S’égarer, perdre le fil pour mieux le décrire, être dans la sensation, dans l’émotion. Loin, très loin, d’un raisonnement, d’une logique de l’écrit.

Pour ce faire, nous allons nous appuyer sur un auteur, Alessandro Baricco et un livre Mr Gwyn.

 

Quatre ouvertures, quatre temps d’écriture, et par deux fois, deux façons de procéder.

Je m’appuierai également sur le texte de Claudine D. qui a véritablement inspiré cet atelier.

 

Dans la première et la seconde ouverture, vous allez vous égarer de la même façon, sauf que les thèmes évoqués seront différents.

Dans la première ouverture, le narrateur sait peu de choses du personnage dont il parle, et c’est ce qui le préoccupe. D’où vient-il ? Qu’a-t-il fait avant de rencontrer le narrateur ?

Dans la seconde ouverture, nouveau questionnement. Qui est-il devenu ? On passe du passé inconnu du personnage à un présent mystérieux. Mais plutôt que de décrire passé puis présent du personnage, nous allons choisir de nous égarer.

Baricco : Jasper Gwyn m’a enseigné que nous ne sommes pas des personnages, mais des histoires. Chacun de nous s’arrête à l’idée qu’il est un personnage engagé dans Dieu sait quelle aventure, même très simple, or nous devrions savoir que nous sommes toute l’histoire et pas seulement ce personnage. Nous sommes la forêt dans laquelle il chemine, le voyou qui le malmène, le désordre qu’il y a autour, les gens qui passent, la couleur des choses, les bruits. S’il y a une lumière qui vous ressemble, il doit aussi y avoir un bruit, un coin de rue, un homme qui marche, de nombreux hommes ou une femme seule, plein de choses.

Alors, même si cela paraît difficile, créons l’histoire de cet homme donné par Claudine, par petites touches, qui sont des bouts d’histoire desquelles il peut être absent. Il est question d’aller chercher ailleurs, et donc peut-être de s’égarer !

 

1ère ouverture :

Je n’ai jamais su exactement d’où venait cet homme, ses origines, son parcours… je ne sais pas s’il avait fait des études mais il parlait plusieurs langues et administrait efficacement le domaine de ton grand-père Richard.

Lorsque ce dernier fut retrouvé noyé sur les berges du lac Bouchette, il parcourut le canton pour se présenter en seul et unique maître des biens et des personnes du domaine de Rivière du Moulin.

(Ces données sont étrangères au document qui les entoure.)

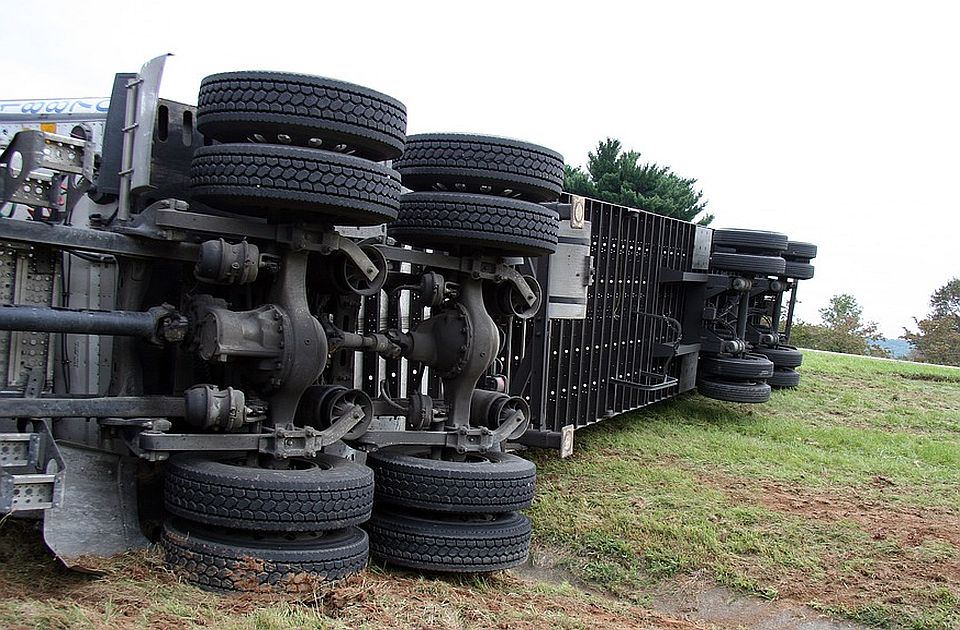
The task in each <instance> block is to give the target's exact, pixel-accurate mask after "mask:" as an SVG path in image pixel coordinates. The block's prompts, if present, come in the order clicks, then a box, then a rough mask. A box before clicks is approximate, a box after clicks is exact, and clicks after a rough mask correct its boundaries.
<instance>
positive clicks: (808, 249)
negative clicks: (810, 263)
mask: <svg viewBox="0 0 960 630" xmlns="http://www.w3.org/2000/svg"><path fill="white" fill-rule="evenodd" d="M783 257H784V258H788V259H790V260H798V261H804V262H809V261H810V260H812V259H814V258H816V257H817V246H816V245H814V244H813V243H801V242H799V241H790V242H788V243H787V249H786V251H784V252H783Z"/></svg>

J’ai parfois tenté de lui poser des questions. Il répondait que cela ne me regardait pas ou bien qu’il ne se souvenait plus.

 

2ème ouverture :

Au fil du temps, je constatais que les agissements de cet homme étaient étranges : de ses longues absences, il revenait détendu. Il fréquentait des chasseurs issus de trappeurs. C’est Nanette qui me rapportait en douce le journal. Parfois la « une » annonçait l’enlèvement et la disparition d’enfants, plus souvent des garçons.

 

Pour les deux prochaines ouvertures, nous changeons de personnage. L’un sera la narratrice, cette narratrice qui enquête, l’autre, son enfant qui va porter le poids de l’horreur. Et maintenant que nous avons appris -- un peu -- à nous égarer du récit, imaginons ces deux personnages, tels des paysages.

Mr Gwyn : Quand il a fait mon portrait, je l’ai lu, une fois terminé et il y avait un paysage, à un moment donné, un paysage en quatre lignes. Eh bien, je suis ce paysage, je suis toute cette histoire, je suis les bruits de cette histoire, son rythme et son atmosphère, je suis avec une exactitude déconcertante ce paysage, je l’ai toujours été et le serai toujours.

 

3ème ouverture :

Je menais ma petite enquête ; discrètement je furetais dans les remises. Mes soupçons s’amplifièrent et devinrent une évidence lorsque je découvris dans la cabane, à l’orée du bois, son col roulé noir souillé de taches brunes, qui enveloppait une paire de gants de cuisine, salis eux-aussi. La bêche posée à coté était enrobée de terre grasse. Je fus glacée de terreur.

 

4ème ouverture :

Tu sais Jude, ce domaine, il est à toi… tu devras le récupérer un jour.  Toi, tu portes son nom… moi, je vais m’en libérer en divorçant… oui, mon garçon il te faudra vivre avec ce lourd passé.